Slovenia’s Primoz Roglic won a record-tying fourth Vuelta a Espana, capping a 12-month stretch that included leaving his team of eight years and withdrawing during the Tour de France.
“It’s just a lot of sacrificing,” he said. “It’s not only me -- my family, everyone around. We all sacrifice. We all live for it.”
Roglic, 34, won Friday’s 19th Vuelta stage with a summit finish, erasing Ben O’Connor’s five-second edge in the overall standings and taking a lead of 1:54 of his own over the Australian.
Roglic expanded that to 2:02 on Saturday’s penultimate stage with another summit finish.
VUELTA A ESPANA: Final Standings
That was a very comfortable lead going into Sunday’s finale, a 15-mile time trial into Madrid. Roglic was second-fastest on the day behind Swiss Stefan Kueng and finished 2:36 ahead of O’Connor in the final overall standings.
Roglic tied the record of four Vuelta titles held by Spain’s Roberto Heras (2000, ’03-05).
The Vuelta is one of cycling’s three, three-week Grand Tours along with the Giro d’Italia (held in May) and the Tour de France (July).
Fellow Slovenian Tadej Pogacar won this year’s Giro and Tour and skipped the Vuelta. Rarely does a rider compete in all three Grand Tours in one season.
Slovenia, with the population size of New Mexico, became the first nation to sweep all three men’s Grand Tours in one year since Great Britain in 2018: Chris Froome (Giro), Geraint Thomas (Tour), Simon Yates (Vuelta).
In 2023, Roglic won the Giro. His team at the time — Jumbo-Visma — became the first team to win all three Grand Tours in one year, according to cycling media.
But Roglic had ceded the team leader role to Dane Jonas Vingegaard, the 2022 and 2023 Tour de France winner.
After the season, he moved to Red Bull-Bora-Hansgrohe, which had recorded one Grand Tour podium finish since its inception in 2010 (Jai Hindley’s 2022 Giro win).
At July’s Tour de France, Roglic crashed in stages 11 and 12 and withdrew before 13, his third consecutive Tour DNF. He shifted focus to the Vuelta, which he won in 2019, 2020 and 2021.

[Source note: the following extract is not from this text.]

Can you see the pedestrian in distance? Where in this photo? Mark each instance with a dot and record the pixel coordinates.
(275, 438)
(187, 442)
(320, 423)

He became one of, if not the overall favorite with Tour podium finishers Pogacar, Vingegaard and Remco Evenepoel skipping the season’s final Grand Tour.
American Sepp Kuss, last year’s Vuelta winner, finished six and a half minutes behind O’Connor on the sixth stage and continued to bleed time.
Over the last two weeks, Roglic reeled in O’Connor. He all but wrapped up the title Saturday amid what Bora-Hansgrohe director Patxi Vila called “a wave of illness” that struck teammates overnight.
If Roglic has designs on completing his Grand Tour trophy cabinet at the Tour de France, that will be a tougher task.
He is older than all but one previous Tour winner (Firmin Lambot, who won the 1922 Tour at age 36). Meanwhile, Pogacar is 25, Vingegaard is 27 and Evenepoel is 24.